Será quizás la distancia con la que nos asomamos a un texto la que nos impide por exceso o por defecto poder leer lo que allí se dice exactamente. Que si te acercas demasiado te obcecas con una palabra o incluso con una letra sin más, y pierdes el nexo que esa letra tiene con la palabra que la deletrea, así como la palabra con la oración gramatical que permite entender lo que se quiere comunicar. Pero no se resuelve este exceso si caemos en el defecto contrario de tomar tanta distancia que terminamos por no ver siquiera lo que allí se dice propiamente hablando o propiamente escribiendo. Y entonces se suele inventar con más o menos impunidad, con mayor o menor intención ideológica lo que nadie ha escrito pero que tal lector en su atalaya miope nos cuenta pontificando con toda desvergüenza.
Así está ocurriendo con la exhortación del papa Francisco a propósito de la alegría del Evangelio. Y es que no es un certificado para navegantes que en sus propias aguas turbulentas maldicen a diestra y siniestra (nunca mejor dicho) cuando no les cuadra lo que con evangélica libertad está diciendo el sucesor de Pedro como obispo de Roma y pastor de la Iglesia universal.
Algunos se han puesto muy contentos y otros muy nerviosos, cuando el papa ha dicho que habrá que revisar las costumbres, los horarios, los estilos para que la Iglesia encuentre el cauce adecuado de la evangelización de nuestro mundo actual. Pero ¿quién señala esas «costumbres» que hasta cinco veces se mencionan en la exhortación papal? ¿a cuáles se refiere el santo Padre? El texto no va más allá, pero indica una clave que es la que propiamente nos avisa y predispone para un verdadero discernimiento eclesial: el ardor misionero de anunciar a Jesucristo a nuestra generación, de anunciarlo como una buena noticia que llena de alegría el corazón y de esperanza la ciudad. Y citando Francisco a Juan Pablo II recuerda que «toda renovación en el seno de la Iglesia debe tender a la misión como objetivo, para no caer presa de una especie de introversión eclesial». Efectivamente, de eso se trata. No de dar rienda suelta a los entusiasmos rencorosos o de recluirse con tristeza en los cuarteles de invierno.
Hace unos días hablaba Francisco de esa forma de «progresismo adolescente» que abriga la pretensión de revisar hasta lo más sagrado. Hay que decir que hay cosas, como el papa recuerda un día sí y otro también, que no admiten ninguna negociación pese a que pese a algunos diestros y a algunos siniestros.
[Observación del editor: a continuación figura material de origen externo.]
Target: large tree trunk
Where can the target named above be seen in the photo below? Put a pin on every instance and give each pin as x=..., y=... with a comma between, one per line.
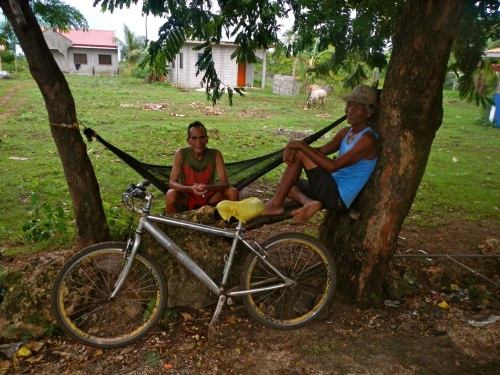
x=91, y=225
x=411, y=112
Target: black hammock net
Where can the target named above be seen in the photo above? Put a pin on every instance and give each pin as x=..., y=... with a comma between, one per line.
x=240, y=173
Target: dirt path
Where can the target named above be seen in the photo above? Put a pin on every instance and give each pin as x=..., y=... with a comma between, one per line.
x=409, y=335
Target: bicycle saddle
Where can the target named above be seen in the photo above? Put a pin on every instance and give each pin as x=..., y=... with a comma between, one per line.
x=243, y=210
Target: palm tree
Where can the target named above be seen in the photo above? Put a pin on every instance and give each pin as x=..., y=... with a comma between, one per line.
x=132, y=48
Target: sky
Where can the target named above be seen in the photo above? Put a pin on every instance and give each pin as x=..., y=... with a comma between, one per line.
x=131, y=17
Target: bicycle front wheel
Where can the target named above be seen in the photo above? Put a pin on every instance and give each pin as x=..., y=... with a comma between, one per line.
x=81, y=296
x=307, y=263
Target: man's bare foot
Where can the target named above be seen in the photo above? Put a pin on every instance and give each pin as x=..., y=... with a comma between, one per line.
x=272, y=210
x=307, y=211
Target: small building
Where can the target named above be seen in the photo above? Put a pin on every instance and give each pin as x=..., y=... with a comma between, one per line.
x=90, y=52
x=182, y=71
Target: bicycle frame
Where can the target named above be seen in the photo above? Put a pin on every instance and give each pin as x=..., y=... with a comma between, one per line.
x=147, y=224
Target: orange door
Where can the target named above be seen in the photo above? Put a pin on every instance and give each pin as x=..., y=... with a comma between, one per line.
x=242, y=68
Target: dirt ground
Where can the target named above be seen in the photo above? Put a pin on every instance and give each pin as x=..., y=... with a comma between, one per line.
x=431, y=328
x=444, y=321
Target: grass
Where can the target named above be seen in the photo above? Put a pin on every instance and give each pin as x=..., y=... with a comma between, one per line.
x=462, y=177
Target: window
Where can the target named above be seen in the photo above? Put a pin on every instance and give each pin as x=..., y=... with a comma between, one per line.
x=80, y=58
x=200, y=54
x=104, y=59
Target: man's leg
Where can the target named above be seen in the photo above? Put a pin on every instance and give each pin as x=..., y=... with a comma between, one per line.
x=174, y=198
x=287, y=186
x=309, y=206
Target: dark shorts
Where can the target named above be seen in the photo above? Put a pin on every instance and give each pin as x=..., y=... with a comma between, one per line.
x=321, y=186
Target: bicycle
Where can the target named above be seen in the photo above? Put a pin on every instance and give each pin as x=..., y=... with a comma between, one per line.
x=110, y=294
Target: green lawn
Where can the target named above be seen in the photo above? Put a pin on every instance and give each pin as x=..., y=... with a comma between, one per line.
x=462, y=178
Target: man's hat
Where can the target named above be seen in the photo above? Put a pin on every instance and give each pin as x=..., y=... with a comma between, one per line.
x=363, y=94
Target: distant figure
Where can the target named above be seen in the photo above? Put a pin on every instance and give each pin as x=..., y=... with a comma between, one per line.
x=331, y=183
x=311, y=88
x=317, y=99
x=192, y=179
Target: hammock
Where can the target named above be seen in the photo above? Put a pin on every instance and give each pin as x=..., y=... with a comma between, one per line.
x=240, y=173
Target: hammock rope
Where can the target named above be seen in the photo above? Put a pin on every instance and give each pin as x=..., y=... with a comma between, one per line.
x=240, y=173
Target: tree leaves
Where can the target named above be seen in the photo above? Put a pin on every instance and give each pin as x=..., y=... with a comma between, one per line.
x=58, y=15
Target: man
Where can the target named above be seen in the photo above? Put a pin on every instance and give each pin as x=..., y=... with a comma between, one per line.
x=192, y=179
x=331, y=183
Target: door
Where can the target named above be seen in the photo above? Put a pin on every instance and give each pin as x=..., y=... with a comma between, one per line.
x=242, y=69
Hay cuestiones que versan sobre costumbres coyunturales de otras épocas que son las que podemos y quizás tenemos que cambiar, pero hay otras que hemos de custodiar fielmente por responder a la verdad que nos constituye como personas y que nos identifica como Iglesia.
Y esto aunque salten las alarmas que se censuran con la sordina correspondiente, cuando este papa, éste, habla de la vida en todos sus tramos, incluyendo al niño no nacido o al anciano terminal; o de la dignidad de la mujer sin guiños demagógicos; o de la mentalidad dominante que pretende domesticar a los cristianos desde amenazas o adulaciones políticas y sus broncas mediáticas; o de la crítica resentida de la Iglesia dentro y fuera de ella; o la frivolidad de quien juega al carrerismo en la Iglesia buscando piadosamente prebendas, ascensos y cotas de poder; o de la mundanidad que nos hace egoístas, insolidarios, mediocres, incapaces de conmoverse ante el grito de los pobres de verdad. Hay que leer al papa, todos los días que nos dirige su palabra, escuchando lo que dice y atendiendo a lo que calla.